I got a spoon from the cutlery drawer and a cup from the cabinet. I measured out the yogurt and let it splat into the wooden bowl, plopping the hunk of cheese into the middle of it. My mother kept all the cereal in large plastic containers. I found the oatmeal, grabbed a handful and tossed it into the mixture.

Then I paused. The final ingredient required a bit of thought. A trio of wire baskets hung in the corner of the kitchen. There were a few oranges and some bananas in the lower basket, kiwis in the middle one, and fresh garlic in the top basket.

I shook my head. Nuh-uh. The combination of knives and darkness was a recipe for bloodshed. I couldn’t afford to lose a finger, so I opted for the fridge again where we kept a jar of pre-chopped garlic fermenting in oil. I snatched the jar and opened it. A cloud of hazy-stink assaulted my nostrils.

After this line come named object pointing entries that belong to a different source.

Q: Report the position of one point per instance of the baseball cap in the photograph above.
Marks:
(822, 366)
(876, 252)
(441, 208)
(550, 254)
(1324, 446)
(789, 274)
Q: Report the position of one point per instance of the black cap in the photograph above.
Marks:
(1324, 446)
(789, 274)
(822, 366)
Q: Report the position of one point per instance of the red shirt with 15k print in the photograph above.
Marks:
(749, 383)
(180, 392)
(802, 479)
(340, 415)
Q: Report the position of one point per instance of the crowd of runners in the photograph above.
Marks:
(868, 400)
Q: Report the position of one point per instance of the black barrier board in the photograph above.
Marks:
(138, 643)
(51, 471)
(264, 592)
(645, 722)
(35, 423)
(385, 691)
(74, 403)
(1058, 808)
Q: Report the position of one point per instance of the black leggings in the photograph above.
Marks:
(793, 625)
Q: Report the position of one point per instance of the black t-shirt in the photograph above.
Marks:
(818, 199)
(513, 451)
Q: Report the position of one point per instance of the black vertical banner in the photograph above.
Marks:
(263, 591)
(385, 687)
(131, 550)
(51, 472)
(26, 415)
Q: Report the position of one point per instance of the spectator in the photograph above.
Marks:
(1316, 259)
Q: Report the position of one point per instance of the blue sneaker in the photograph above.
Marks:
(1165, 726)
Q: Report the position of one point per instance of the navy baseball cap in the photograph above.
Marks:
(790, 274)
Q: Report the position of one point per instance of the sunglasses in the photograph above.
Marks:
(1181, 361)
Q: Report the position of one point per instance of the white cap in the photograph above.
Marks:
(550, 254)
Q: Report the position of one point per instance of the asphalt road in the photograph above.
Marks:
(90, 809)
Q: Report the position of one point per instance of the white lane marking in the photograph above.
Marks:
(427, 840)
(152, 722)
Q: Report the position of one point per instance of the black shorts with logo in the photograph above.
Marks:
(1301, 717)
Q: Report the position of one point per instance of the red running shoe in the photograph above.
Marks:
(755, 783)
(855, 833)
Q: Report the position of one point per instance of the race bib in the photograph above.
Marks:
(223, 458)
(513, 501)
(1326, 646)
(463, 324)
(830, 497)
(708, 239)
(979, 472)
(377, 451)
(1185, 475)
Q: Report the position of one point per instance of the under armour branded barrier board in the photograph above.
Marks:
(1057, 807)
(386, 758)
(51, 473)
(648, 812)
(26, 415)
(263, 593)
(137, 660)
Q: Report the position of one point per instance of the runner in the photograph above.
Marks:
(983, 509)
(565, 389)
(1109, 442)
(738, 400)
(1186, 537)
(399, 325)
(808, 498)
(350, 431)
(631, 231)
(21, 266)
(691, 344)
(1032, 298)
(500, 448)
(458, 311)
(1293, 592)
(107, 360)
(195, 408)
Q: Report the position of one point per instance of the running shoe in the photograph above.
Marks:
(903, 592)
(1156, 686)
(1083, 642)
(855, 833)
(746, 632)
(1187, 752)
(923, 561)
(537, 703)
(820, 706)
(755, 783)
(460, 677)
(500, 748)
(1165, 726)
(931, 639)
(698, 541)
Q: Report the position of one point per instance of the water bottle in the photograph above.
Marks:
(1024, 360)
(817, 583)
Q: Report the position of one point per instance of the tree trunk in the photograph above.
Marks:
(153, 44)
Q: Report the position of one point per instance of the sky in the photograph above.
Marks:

“Whew!” I said, fanning the air around me. I decided if this potion didn’t work, I could always try rubbing one of my best friend Paula-Jean Fanelli’s garlic-eggplant sandwiches on my face and hope for the best. For a second, I contemplated exactly what one clove of chopped garlic might look like, and then dumped in the whole jar just to be on the safe side.

Done.

I rubbed my hands together in anticipation and then dipped my fingers into the cool, mushy concoction. I mixed and mashed. I slid and swirled. The oatmeal was lumpy. The garlic was slippery. The cheese was stinky.

Minus the foul odour, I was almost starting to enjoy the experience when suddenly, the lights went on.